|P.O. ENGINEERING DEPT.
Issue 2, 27.5.59
ELECTRICAL CLOCKS - PULSE TYPE
Clock No. 28
Clock No. 28 is a seconds indicating clock; the general appearance and the movement
are illustrated below.
|| 5.5 in
|Dia. of dial
|Depth (back to front)
The current pulse operates electromagnet A, attracting a spring-controlled armature B. From the upper extremity of armature B, the extension C carries a spring-controlled pawl D engaging with the ratchet wheel E, which steps on release of the electromagnet. Ratchet wheel E has 60 teeth and is fixed by the ‘seconds’ arbor carrying the ‘seconds’ hand. The ratchet wheel drives the ‘minutes’ hand by means of the 60 to 1 reduction wheels F and G. A further 12 to 1 reduction gear, situated between the pillar plate and dial (not shown in the illustration), controls the ‘hour’ hand.

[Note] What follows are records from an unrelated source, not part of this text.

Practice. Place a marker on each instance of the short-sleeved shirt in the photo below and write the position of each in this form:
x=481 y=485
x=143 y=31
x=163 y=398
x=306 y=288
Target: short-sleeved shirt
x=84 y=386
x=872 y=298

A gravity-controlled retaining detent H is provided to prevent backlash, and to maintain the ‘seconds’ hand in position during the operation of the electromagnet. Felt or rubber washers J are inserted between the movement and the dial, to reduce the sound of the clock action.
The felt buffer K is provided to absorb the blow occasioned by the action of the armature lever against the limiting spring L.
3. Operating current
The normal operating current for Clock No. 28 is 200 mA, and care should be taken to ensure that a current of 250 mA is not exceeded.
When Clocks No. 28 are fitted on service observation panels, it is essential that they should operate with a minimum of noise. In some of the older telephone exchanges, Clocks No. 28 are mounted on top of the panels and, as these act as resonators, the normal sound due to the operation of the clock movement is accentuated, and has given rise to complaints. In all cases where the operating noise is considered by the Traffic Superintendent to be excessive, arrangements should be made for a rubber sponge pad, I in. in thickness, to be inserted between the clock and the mounting.
Clock 28 is superseded by Clocks No's 66A or 68A.